2020-12-10searchidx: all indexers check for bad blobs
This should help us detect bugs in our code or storage synchronization problems more easily. This probably won't detect corrupted git storage, but can detect corrupted SQLite files. "Bad blobs, bad blobs, whatcha gonna do when they come for you?"
2020-12-10www+nntp: deal with lack of addresses for ->ALL
Since extindex is an amalgamation of several inboxes, discerning an appropriate address for List-Post: would be expensive and most likely unnecessary. Some legacy/historical inboxes may have no active address, either, so don't attempt to set the List-Post header if no addresses are configured.
2020-12-09extsearchidx: ck_existing: set $OID for warning context
The content_hash() hash in the same scope may trigger warnings for a given blob, so ensure we correctly report the blob where it happens.
2020-12-09admin: resolve_repo_dir => resolve_inboxdir
We've stopped referring to inboxdirs as "repos" a while ago since v2 inboxes have multiple git repos associated with them. So update the name to reflect that and avoid an unnecessary export that's only used by a test case.
2020-12-09extindex: do not use current dir like -index does
At least not for resolving inboxes, since there's no good way for a user to specify what is an inbox or extindex directory without a command-line switch. Instead of changing the -extindex command, we change the -index command internals to rely on the new {-use_cwd} flag to avoid internal use of negation, since double-negatives and the like are confusing to me.
2020-12-09rename {pi_config} fields to {pi_cfg}
{pi_config} may be confused with the documented `PI_CONFIG' environment variable, and we'll favor vowel-removal to be consistent with our usage of object references. The `pi_' prefix may stay in some places, for now; since a separate namespace may come into this codebase for local/private client-tooling. For InboxIdle, we'll also remove an invalid comment about holding a reference to the PublicInbox::Config object, too.

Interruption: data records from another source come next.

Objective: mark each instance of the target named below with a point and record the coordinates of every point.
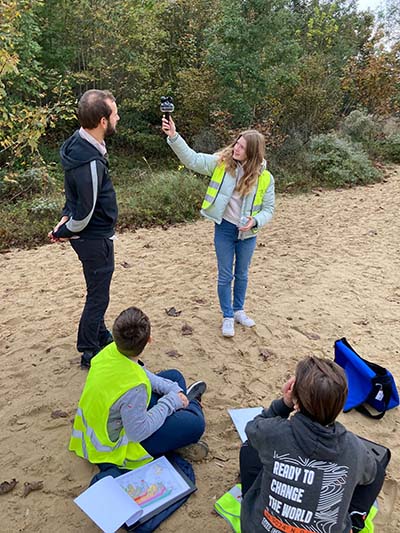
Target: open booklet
(134, 497)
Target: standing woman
(240, 199)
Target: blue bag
(368, 382)
(152, 524)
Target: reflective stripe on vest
(111, 375)
(264, 180)
(213, 187)
(216, 181)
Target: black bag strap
(386, 387)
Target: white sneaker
(242, 318)
(228, 327)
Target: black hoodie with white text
(309, 474)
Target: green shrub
(18, 184)
(389, 148)
(23, 227)
(165, 198)
(45, 207)
(360, 127)
(335, 162)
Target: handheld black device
(166, 106)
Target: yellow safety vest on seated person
(111, 375)
(217, 178)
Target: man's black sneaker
(86, 358)
(106, 340)
(194, 452)
(196, 390)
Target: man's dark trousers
(97, 258)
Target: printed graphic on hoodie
(294, 480)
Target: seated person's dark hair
(131, 331)
(320, 389)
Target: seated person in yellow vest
(307, 473)
(240, 199)
(127, 415)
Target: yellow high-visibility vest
(110, 376)
(214, 186)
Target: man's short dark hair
(320, 389)
(131, 331)
(93, 106)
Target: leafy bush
(389, 148)
(21, 227)
(165, 198)
(17, 184)
(335, 162)
(360, 127)
(45, 207)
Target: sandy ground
(327, 267)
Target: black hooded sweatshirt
(309, 474)
(90, 197)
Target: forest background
(320, 79)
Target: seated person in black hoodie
(307, 473)
(90, 213)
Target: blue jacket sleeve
(87, 181)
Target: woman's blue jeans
(233, 257)
(183, 427)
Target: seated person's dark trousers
(97, 258)
(361, 502)
(180, 429)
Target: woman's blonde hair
(255, 152)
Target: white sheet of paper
(240, 417)
(108, 505)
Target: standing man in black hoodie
(90, 213)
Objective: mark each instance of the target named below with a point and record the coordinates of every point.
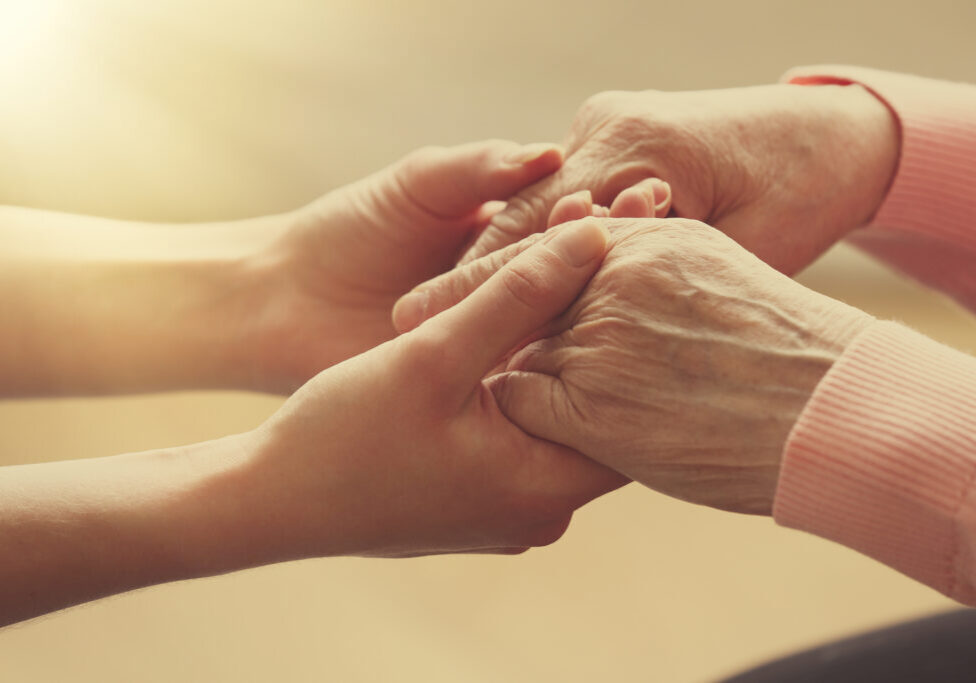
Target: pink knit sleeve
(883, 458)
(926, 226)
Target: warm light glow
(26, 27)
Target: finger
(525, 214)
(646, 199)
(440, 293)
(451, 182)
(486, 212)
(539, 405)
(524, 295)
(570, 476)
(571, 208)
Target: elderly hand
(683, 365)
(329, 281)
(785, 170)
(402, 450)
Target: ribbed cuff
(883, 458)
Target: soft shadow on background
(180, 110)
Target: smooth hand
(403, 451)
(785, 170)
(335, 272)
(683, 365)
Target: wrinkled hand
(785, 170)
(683, 365)
(403, 451)
(339, 265)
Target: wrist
(860, 148)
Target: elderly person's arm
(693, 367)
(926, 226)
(397, 452)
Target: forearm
(926, 225)
(93, 306)
(76, 531)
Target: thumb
(531, 290)
(451, 182)
(525, 213)
(538, 404)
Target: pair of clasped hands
(509, 332)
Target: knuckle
(602, 103)
(526, 283)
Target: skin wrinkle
(686, 364)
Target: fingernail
(662, 192)
(410, 310)
(579, 243)
(529, 153)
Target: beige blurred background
(185, 110)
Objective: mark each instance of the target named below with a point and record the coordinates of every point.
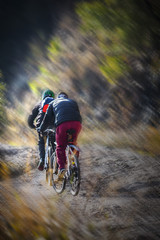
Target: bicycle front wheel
(75, 175)
(58, 185)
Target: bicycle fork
(46, 154)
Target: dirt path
(120, 191)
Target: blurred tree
(128, 36)
(123, 29)
(2, 104)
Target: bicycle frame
(70, 151)
(47, 147)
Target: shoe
(61, 173)
(41, 165)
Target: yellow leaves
(113, 68)
(54, 48)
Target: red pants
(61, 139)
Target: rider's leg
(41, 145)
(61, 139)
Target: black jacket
(38, 112)
(61, 110)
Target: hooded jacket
(61, 110)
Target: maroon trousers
(61, 139)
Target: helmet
(63, 95)
(47, 93)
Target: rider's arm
(33, 116)
(48, 118)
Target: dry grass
(143, 139)
(47, 219)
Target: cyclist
(65, 114)
(37, 115)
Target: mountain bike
(49, 151)
(72, 175)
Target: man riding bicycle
(38, 114)
(65, 115)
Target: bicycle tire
(47, 172)
(50, 166)
(75, 177)
(59, 185)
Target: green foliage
(122, 29)
(3, 117)
(54, 48)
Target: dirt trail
(120, 190)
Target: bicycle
(72, 174)
(49, 151)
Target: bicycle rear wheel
(49, 170)
(58, 185)
(75, 175)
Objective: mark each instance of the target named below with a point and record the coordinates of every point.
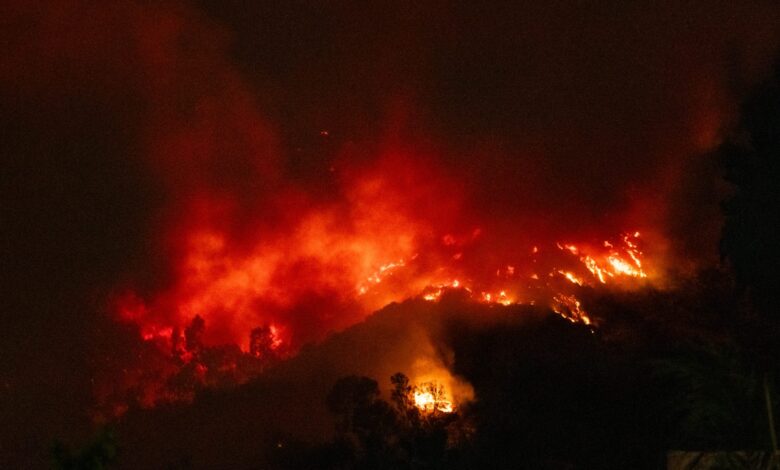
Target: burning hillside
(197, 193)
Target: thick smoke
(153, 148)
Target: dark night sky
(114, 114)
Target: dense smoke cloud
(130, 128)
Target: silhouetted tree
(750, 239)
(99, 454)
(261, 342)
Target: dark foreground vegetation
(692, 367)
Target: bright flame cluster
(430, 397)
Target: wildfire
(430, 397)
(625, 260)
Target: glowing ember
(430, 397)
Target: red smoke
(290, 157)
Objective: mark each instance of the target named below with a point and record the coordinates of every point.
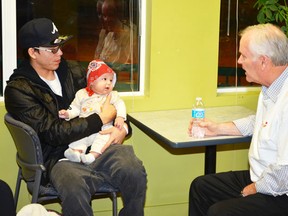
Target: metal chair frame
(31, 167)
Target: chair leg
(17, 189)
(114, 203)
(36, 186)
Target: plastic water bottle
(198, 115)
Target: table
(170, 128)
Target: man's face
(48, 58)
(250, 63)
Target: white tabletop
(170, 126)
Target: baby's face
(103, 85)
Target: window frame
(9, 42)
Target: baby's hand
(119, 122)
(63, 114)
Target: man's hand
(108, 112)
(117, 136)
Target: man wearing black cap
(45, 83)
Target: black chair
(30, 162)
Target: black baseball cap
(40, 32)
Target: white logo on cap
(54, 29)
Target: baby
(100, 82)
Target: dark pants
(7, 207)
(219, 195)
(117, 166)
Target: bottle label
(198, 113)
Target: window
(235, 15)
(105, 29)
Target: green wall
(182, 56)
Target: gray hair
(268, 40)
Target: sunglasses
(53, 50)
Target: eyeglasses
(53, 50)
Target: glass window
(234, 16)
(102, 29)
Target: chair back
(29, 153)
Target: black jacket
(29, 99)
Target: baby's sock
(72, 155)
(88, 158)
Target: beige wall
(182, 52)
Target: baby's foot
(72, 155)
(88, 158)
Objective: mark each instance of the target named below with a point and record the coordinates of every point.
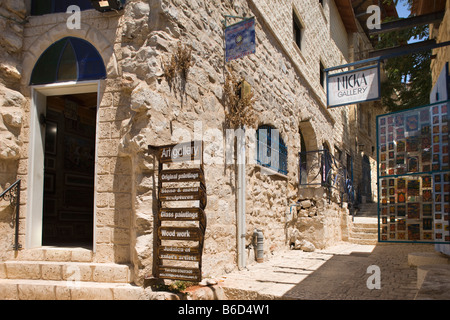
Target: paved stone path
(336, 273)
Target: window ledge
(270, 172)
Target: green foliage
(408, 81)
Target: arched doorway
(366, 183)
(65, 82)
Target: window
(298, 30)
(68, 59)
(323, 77)
(303, 160)
(40, 7)
(271, 149)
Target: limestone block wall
(138, 107)
(12, 105)
(186, 109)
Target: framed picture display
(414, 175)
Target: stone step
(365, 228)
(363, 241)
(56, 254)
(433, 282)
(19, 289)
(63, 271)
(416, 259)
(363, 235)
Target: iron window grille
(271, 149)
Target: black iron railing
(321, 168)
(12, 194)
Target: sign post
(175, 221)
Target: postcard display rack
(414, 175)
(181, 218)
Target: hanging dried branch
(238, 103)
(180, 62)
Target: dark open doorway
(69, 170)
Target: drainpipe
(241, 199)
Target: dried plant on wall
(238, 102)
(179, 63)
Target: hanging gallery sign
(414, 175)
(181, 220)
(355, 86)
(240, 39)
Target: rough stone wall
(140, 107)
(12, 104)
(165, 112)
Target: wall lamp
(107, 5)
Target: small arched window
(271, 149)
(69, 59)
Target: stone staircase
(365, 225)
(65, 274)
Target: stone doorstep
(17, 289)
(63, 271)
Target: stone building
(81, 103)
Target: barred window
(271, 149)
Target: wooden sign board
(183, 194)
(179, 273)
(179, 257)
(182, 214)
(180, 233)
(181, 152)
(182, 175)
(179, 250)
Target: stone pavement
(335, 273)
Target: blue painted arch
(68, 59)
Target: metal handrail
(12, 194)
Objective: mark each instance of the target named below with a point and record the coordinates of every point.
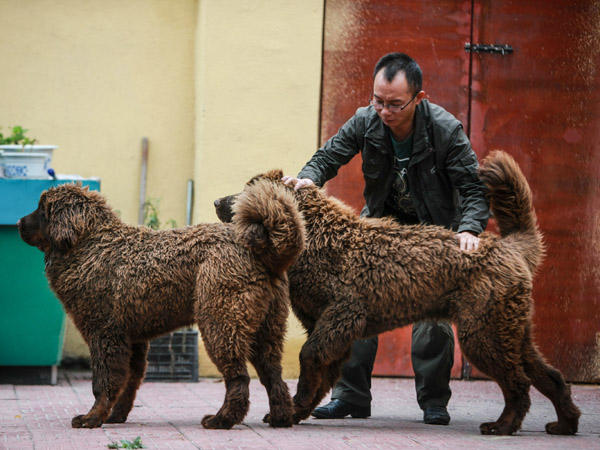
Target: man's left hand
(467, 241)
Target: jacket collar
(379, 134)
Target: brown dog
(123, 285)
(360, 277)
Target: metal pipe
(189, 203)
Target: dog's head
(64, 214)
(224, 206)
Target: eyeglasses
(392, 107)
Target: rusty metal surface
(357, 34)
(540, 103)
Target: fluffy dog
(123, 285)
(359, 277)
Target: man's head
(392, 63)
(397, 83)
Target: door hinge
(501, 49)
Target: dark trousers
(432, 359)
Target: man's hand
(468, 242)
(298, 183)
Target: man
(418, 167)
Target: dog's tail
(267, 220)
(512, 206)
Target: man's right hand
(298, 183)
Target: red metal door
(357, 33)
(540, 103)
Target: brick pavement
(167, 416)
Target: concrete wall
(223, 89)
(258, 70)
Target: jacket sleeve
(336, 152)
(461, 166)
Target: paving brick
(167, 416)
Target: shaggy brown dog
(123, 285)
(360, 277)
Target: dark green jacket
(442, 172)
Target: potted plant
(20, 157)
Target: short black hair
(392, 63)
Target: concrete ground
(167, 416)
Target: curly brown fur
(123, 285)
(359, 277)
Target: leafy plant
(137, 443)
(17, 137)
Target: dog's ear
(64, 224)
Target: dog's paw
(558, 428)
(116, 418)
(279, 421)
(216, 422)
(495, 428)
(83, 421)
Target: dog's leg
(227, 344)
(137, 368)
(551, 383)
(266, 358)
(110, 356)
(339, 326)
(494, 351)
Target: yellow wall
(258, 70)
(223, 89)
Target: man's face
(395, 94)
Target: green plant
(137, 443)
(151, 210)
(17, 137)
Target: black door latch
(501, 49)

2020-12-09nntp: replace {ng} with {ibx} for consistency
They're PublicInbox::Inbox objects just like the rest of the non-NNTP code. So rename the NNTP code for consistency with the rest of the codebase. Furthermore, {ng} and $ng may be confused with the `--ng' switch for -init, and that's a non-ref scalar string.
2020-12-09treewide: replace {-inbox} with {ibx} for consistency
{ibx} is shorter and is the most prevalent abbreviation in indexing and IMAP code, and the `$ibx' local variable is already prevalent throughout. In general, the codebase favors removal of vowels in variable and field names to denote non-references (because references are "lighter" than non-references). So update WWW and Filter users to use the same code since it reduces confusion and may allow easier code sharing.
2020-12-09search: reinstate "uid:" internal search prefix
User-supplied queries (via PublicInbox::IMAPsearchqp) may restrict messages to certain UID ranges in addition to the limits we impose ourselves for mailbox slices. So we'll continue to ask Xapian::QueryParser to "uid:" numeric ranges. Fixes: 4b551c884a648b45 ("imap: support isearch and reduce Xapian queries")
2020-12-08shard_add_eidx_info: pass $eidx_key instead of $ibx object
This improves consistency with sibling methods such as ->shard_remove_eidx_info and ->add_xref3. Passing the $eidx_key scalar is preferable to the entire $ibx object for IPC-friendliness.
2020-12-08searchidx: remove $oid parameter from most calls
Xapian docids have been tied to the over {num} column for nearly 3 years, now; and OIDs are no longer stored in Xapian document data. There's no need to increase code and IPC complexity by passing the OID around.
2020-12-08extsearchidx: remove needless SHA-1 check
There is no need to verify checksums of data already stored in git. Doing this ourselves also limits flexibility in moving to other hashes.